La parábola, si la comparamos con la versión de Lucas (14,16-24) vemos que ha sido alterada también en otros elementos. El que el rey se enoje y mande a sus soldados a matar a los invitados y a quemar su pueblo, refleja la destrucción de Jerusalén en el año 70. A cualquier persona le llamará la atención la excesiva reacción del rey. Nadie mata a unos invitados, que, por la excusa que sea, no aceptan una invitación. El redactor de Mateo estaba muy enfadado porque los contemporáneos de Jesús no lo aceptaron.

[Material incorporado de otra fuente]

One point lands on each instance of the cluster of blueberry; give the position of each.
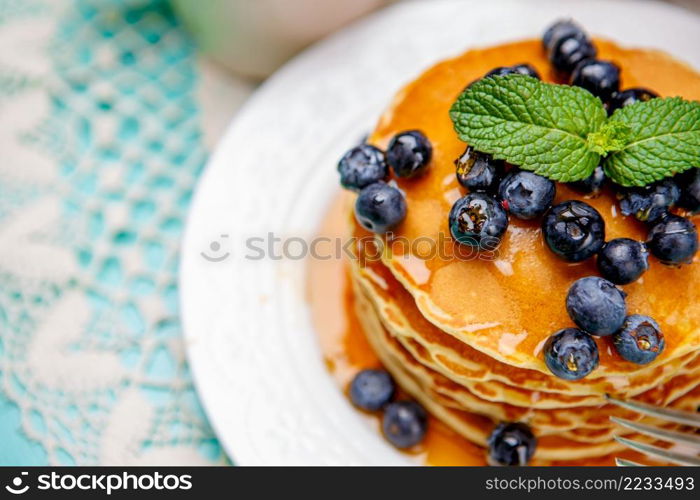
(573, 55)
(381, 206)
(573, 230)
(404, 422)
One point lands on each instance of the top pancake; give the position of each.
(507, 303)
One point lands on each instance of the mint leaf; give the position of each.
(664, 139)
(541, 127)
(612, 136)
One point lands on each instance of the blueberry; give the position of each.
(574, 230)
(568, 51)
(477, 171)
(600, 78)
(673, 240)
(518, 69)
(511, 443)
(372, 389)
(478, 220)
(592, 184)
(649, 203)
(361, 166)
(629, 96)
(404, 423)
(571, 354)
(623, 260)
(689, 183)
(409, 153)
(596, 305)
(526, 195)
(561, 29)
(639, 340)
(380, 207)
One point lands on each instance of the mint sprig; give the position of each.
(563, 132)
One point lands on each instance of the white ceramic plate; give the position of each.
(250, 342)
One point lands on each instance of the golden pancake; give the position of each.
(552, 446)
(506, 307)
(464, 364)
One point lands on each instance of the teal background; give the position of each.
(123, 136)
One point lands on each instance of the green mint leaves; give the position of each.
(562, 132)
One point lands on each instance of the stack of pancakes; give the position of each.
(463, 331)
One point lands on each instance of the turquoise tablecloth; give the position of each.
(101, 142)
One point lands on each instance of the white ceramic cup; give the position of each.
(254, 37)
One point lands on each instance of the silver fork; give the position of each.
(688, 441)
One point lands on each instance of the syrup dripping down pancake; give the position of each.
(517, 300)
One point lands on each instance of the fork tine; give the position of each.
(690, 440)
(654, 451)
(677, 416)
(621, 462)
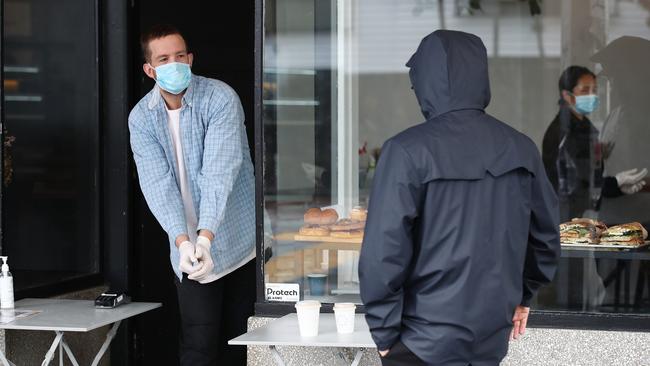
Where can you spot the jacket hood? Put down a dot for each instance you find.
(448, 72)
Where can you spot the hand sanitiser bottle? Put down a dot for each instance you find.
(6, 286)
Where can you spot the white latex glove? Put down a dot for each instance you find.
(188, 258)
(202, 253)
(631, 181)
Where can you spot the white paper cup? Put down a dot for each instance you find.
(308, 316)
(344, 314)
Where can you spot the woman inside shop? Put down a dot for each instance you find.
(573, 154)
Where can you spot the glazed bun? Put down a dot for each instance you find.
(316, 216)
(329, 216)
(359, 214)
(314, 230)
(312, 216)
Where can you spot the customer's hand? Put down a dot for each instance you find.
(631, 181)
(188, 259)
(519, 321)
(202, 253)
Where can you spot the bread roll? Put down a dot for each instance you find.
(329, 217)
(313, 216)
(347, 234)
(314, 230)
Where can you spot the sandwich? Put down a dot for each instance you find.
(626, 234)
(581, 231)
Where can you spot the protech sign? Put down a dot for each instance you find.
(287, 292)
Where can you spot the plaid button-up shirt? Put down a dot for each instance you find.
(218, 164)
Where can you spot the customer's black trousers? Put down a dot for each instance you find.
(213, 313)
(399, 355)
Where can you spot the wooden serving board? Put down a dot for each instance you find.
(607, 246)
(327, 239)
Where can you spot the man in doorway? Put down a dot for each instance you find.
(463, 223)
(190, 148)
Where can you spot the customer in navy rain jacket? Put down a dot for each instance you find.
(463, 223)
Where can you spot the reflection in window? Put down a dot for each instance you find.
(336, 87)
(51, 144)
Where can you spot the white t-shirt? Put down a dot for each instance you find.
(173, 123)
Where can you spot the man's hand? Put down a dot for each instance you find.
(519, 321)
(202, 253)
(631, 181)
(188, 259)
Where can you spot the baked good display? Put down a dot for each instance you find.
(314, 230)
(316, 216)
(347, 225)
(581, 231)
(359, 214)
(627, 234)
(324, 224)
(347, 234)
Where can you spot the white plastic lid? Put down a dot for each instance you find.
(308, 304)
(344, 306)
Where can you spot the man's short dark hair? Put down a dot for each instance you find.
(570, 76)
(156, 32)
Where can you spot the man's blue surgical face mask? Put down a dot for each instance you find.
(173, 77)
(586, 104)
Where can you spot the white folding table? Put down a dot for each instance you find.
(284, 332)
(62, 316)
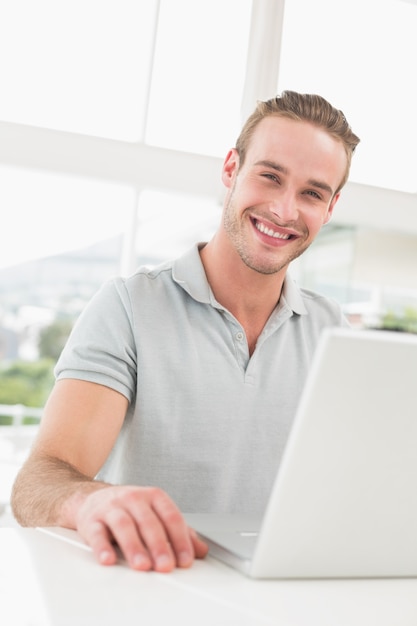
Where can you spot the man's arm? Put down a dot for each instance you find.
(56, 485)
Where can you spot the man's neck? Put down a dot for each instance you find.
(249, 295)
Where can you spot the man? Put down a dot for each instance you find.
(178, 386)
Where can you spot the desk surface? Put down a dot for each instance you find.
(48, 582)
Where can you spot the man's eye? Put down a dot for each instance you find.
(272, 177)
(313, 194)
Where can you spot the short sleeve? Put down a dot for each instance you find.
(101, 348)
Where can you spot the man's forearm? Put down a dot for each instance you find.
(48, 492)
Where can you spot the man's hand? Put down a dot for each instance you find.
(145, 524)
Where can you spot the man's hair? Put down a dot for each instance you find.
(301, 107)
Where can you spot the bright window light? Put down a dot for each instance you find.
(80, 66)
(361, 58)
(171, 223)
(198, 75)
(49, 214)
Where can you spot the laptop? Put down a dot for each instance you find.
(344, 503)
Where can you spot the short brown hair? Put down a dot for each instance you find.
(302, 107)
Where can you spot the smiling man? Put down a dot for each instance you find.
(178, 386)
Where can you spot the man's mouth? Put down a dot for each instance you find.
(270, 232)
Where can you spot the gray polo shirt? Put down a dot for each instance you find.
(206, 422)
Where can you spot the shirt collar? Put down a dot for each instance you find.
(188, 272)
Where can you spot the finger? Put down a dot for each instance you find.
(98, 538)
(128, 538)
(200, 547)
(176, 529)
(154, 532)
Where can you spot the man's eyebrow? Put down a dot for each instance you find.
(274, 166)
(280, 168)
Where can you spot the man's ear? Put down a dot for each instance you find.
(331, 207)
(230, 167)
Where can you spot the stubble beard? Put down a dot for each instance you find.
(233, 226)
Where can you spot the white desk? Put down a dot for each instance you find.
(48, 582)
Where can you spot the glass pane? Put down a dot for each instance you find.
(79, 66)
(49, 214)
(362, 58)
(169, 224)
(198, 76)
(61, 240)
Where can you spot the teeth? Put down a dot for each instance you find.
(268, 231)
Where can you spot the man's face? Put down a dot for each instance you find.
(283, 193)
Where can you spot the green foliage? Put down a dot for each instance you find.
(26, 383)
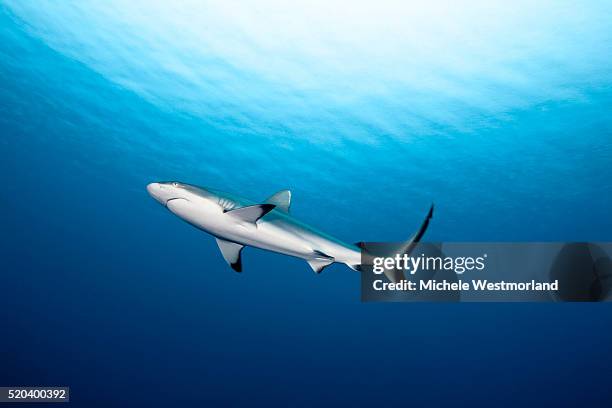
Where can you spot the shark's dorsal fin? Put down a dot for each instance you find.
(251, 213)
(320, 261)
(281, 199)
(231, 253)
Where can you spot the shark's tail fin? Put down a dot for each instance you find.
(396, 275)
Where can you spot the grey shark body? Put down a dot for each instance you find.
(236, 222)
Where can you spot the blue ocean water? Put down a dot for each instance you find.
(498, 113)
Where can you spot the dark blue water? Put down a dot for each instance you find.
(504, 123)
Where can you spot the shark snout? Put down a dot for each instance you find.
(157, 191)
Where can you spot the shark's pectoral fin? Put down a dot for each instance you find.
(320, 261)
(281, 199)
(251, 213)
(231, 253)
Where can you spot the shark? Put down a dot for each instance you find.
(236, 222)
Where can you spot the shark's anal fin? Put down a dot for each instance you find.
(251, 213)
(281, 199)
(231, 253)
(320, 261)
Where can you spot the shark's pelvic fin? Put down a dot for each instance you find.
(320, 261)
(231, 253)
(251, 213)
(281, 199)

            Por otra parte, la parábola realza la esencia del reino de los cielos: "justicia y fiesta de liberación". Ese carácter festivo es algo que nos atañe también a nosotros. Formamos parte de ese reino. Estamos llamados a celebrar la vida y la justicia. Debemos estar convencidos de que la invitación a participar del reino de Dios, es nuestra razón de vivir. Así, nuestras prioridades deben estar en función a esa invitación. Ya no podemos vivir egocéntricamente, ocupándonos sólo en nuestros asuntos. El reino exige no sólo ocuparse en los asuntos propios sino también en los del prójimo. En el prójimo demostramos la justicia que brota del amor.

            Esta reorientación de nuestra existencia en función del reino, nos lleva a depender de Dios más que de nuestros propios esfuerzos. San Pablo en la lectura de hoy lo aclara perfectamente. La dependencia de Dios, presentándole todo en oración, nos trae la paz, la seguridad y la alegría de Cristo. Así Pablo puede decir e a los filipenses: "Tened siempre la alegría del Señor; lo repito, estad alegres" (v. 4). La paz interior que Dios nos ofrece supera toda inteligencia humana. Si estamos unidos a Dios podremos ocuparnos de todo lo que es verdadero, noble, justo, puro, amable y loable (v.8).

            Sea cual sea nuestra situación presente, estamos llamados al banquete de reino de Dios. Como comunidad cristiana esa es nuestra vocación. Por ello, cada día debemos considerar dónde radica nuestro corazón y cuáles son nuestras prioridades. Mantengámonos en comunión con Dios para que seamos instrumentos de su voluntad.